Python for Data Analysis¶
A lot can be done with just core Python but its real power comes from making use of all the optional Python packages (think libraries in R or toolboxes in MatLab) that will make your life much easier and allow you to concentrate on your analyses. The following packages are potentially useful across a wide range of actuarial projects:
- Numpy - a foundational package that most other scientific packages in Python utilise. It introduces an array data type and a whole set of functions and classes for working with them. This package makes array calculations to run extremely quickly as most of the underlying code is in C and makes use of Intel’s math kernels. It is unlikely you will need to use Numpy directly, at least initially, as other packages are more useful but you should make note of the basics.
- Pandas - for working with data tables (importing, editing, grouping, pivoting, merging, joining, reshaping, time series). This makes working with actuarial data very straightforward and this fantastic package is extremely well documented with a 10 minutes in Pandas section which gets you up and running quickly.

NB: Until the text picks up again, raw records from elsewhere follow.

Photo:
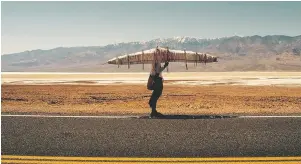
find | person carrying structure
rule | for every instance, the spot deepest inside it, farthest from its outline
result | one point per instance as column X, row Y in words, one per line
column 155, row 83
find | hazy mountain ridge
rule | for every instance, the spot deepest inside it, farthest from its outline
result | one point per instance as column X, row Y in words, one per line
column 250, row 53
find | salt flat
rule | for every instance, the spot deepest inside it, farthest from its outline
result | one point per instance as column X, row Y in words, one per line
column 179, row 78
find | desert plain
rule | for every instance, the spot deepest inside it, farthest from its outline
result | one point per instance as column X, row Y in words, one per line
column 197, row 93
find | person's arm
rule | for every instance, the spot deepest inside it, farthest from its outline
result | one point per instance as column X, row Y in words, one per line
column 165, row 65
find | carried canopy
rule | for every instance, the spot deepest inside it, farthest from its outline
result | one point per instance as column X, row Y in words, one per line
column 161, row 55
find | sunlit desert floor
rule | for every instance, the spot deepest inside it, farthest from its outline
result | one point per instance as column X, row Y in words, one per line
column 230, row 93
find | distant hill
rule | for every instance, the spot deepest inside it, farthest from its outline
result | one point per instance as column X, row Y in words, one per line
column 250, row 53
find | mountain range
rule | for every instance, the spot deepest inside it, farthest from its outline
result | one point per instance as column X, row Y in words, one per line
column 249, row 53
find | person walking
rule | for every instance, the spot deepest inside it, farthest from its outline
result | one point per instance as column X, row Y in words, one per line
column 155, row 83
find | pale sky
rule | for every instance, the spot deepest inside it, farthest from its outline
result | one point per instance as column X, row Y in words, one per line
column 47, row 25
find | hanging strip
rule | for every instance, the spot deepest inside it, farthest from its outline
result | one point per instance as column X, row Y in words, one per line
column 142, row 59
column 185, row 59
column 117, row 61
column 196, row 59
column 128, row 61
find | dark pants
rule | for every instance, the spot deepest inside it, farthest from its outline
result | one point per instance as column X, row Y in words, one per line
column 157, row 92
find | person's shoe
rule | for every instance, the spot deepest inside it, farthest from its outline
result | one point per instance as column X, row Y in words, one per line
column 156, row 114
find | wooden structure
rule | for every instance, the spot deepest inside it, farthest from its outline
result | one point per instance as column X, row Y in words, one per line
column 161, row 55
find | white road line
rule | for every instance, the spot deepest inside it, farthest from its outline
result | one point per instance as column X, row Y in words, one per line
column 58, row 116
column 65, row 116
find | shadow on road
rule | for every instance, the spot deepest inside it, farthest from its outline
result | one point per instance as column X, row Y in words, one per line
column 189, row 117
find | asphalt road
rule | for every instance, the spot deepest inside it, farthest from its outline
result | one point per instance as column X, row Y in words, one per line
column 132, row 137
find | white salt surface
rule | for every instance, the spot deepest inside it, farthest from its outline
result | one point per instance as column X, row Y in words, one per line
column 227, row 78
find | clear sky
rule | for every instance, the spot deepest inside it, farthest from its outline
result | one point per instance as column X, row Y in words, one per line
column 46, row 25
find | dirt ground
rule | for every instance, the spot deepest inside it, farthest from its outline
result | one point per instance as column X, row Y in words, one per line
column 129, row 99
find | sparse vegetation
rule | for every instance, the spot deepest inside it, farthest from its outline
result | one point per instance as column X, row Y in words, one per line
column 133, row 99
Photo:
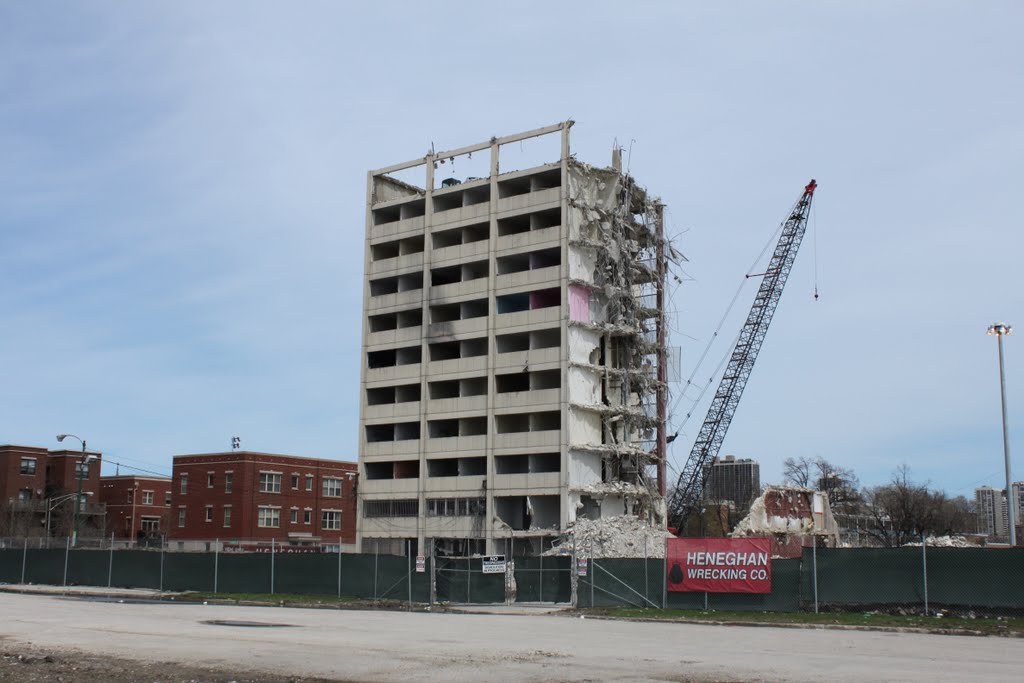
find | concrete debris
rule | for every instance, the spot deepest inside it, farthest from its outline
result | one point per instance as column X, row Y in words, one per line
column 624, row 536
column 788, row 510
column 946, row 542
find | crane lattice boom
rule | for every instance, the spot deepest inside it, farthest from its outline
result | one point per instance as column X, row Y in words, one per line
column 689, row 489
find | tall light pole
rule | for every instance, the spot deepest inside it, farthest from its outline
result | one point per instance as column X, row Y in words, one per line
column 1001, row 330
column 81, row 471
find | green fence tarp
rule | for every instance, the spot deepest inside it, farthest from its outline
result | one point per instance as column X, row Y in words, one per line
column 462, row 580
column 45, row 566
column 543, row 579
column 137, row 568
column 10, row 565
column 306, row 574
column 245, row 572
column 188, row 571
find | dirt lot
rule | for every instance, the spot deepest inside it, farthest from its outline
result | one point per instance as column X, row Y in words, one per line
column 130, row 641
column 35, row 665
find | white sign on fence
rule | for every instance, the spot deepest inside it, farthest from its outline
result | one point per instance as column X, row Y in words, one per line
column 494, row 564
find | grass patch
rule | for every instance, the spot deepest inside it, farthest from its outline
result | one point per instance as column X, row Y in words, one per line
column 988, row 626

- SciPy - mathematics package covering integration, optimization, interpolation, linear algebra and statistics. Very useful especially the statistics classes and functions.
- Matplotlib - the standard plotting library for creating a wide range of plots. The documentation is a needs some work but it can do anything you need it to if you persevere.
Other packages to note:
- Bokeh - relatively new plotting library that creates interactive plots suited to display in the browser
- Seaborn - a plotting library geared towards statistics
- PyMC3 - Bayesian analysis (also consider PyStan, PyTorch)
- Lifelines - survival analysis
- Statsmodels - statistical models (tests, regression, time series)
- scikit-learn - - machine learning algorithms including neural networks
There are many online courses that focus on Python for data science, for example:
- Udacity - Intro to Data Analysis
- edX - Python for Data Science
- Coursera - Introduction to Data Science in Python
There are several good books that lay the foundations:
- Python for Data Analysis, Wes McKinney - written by the main author of Pandas
- Python Data Science Handbook, Jake VanderPlas - written by a widely regarded data scientist, the book is freely available online on GitHub (consider purchasing if you like it)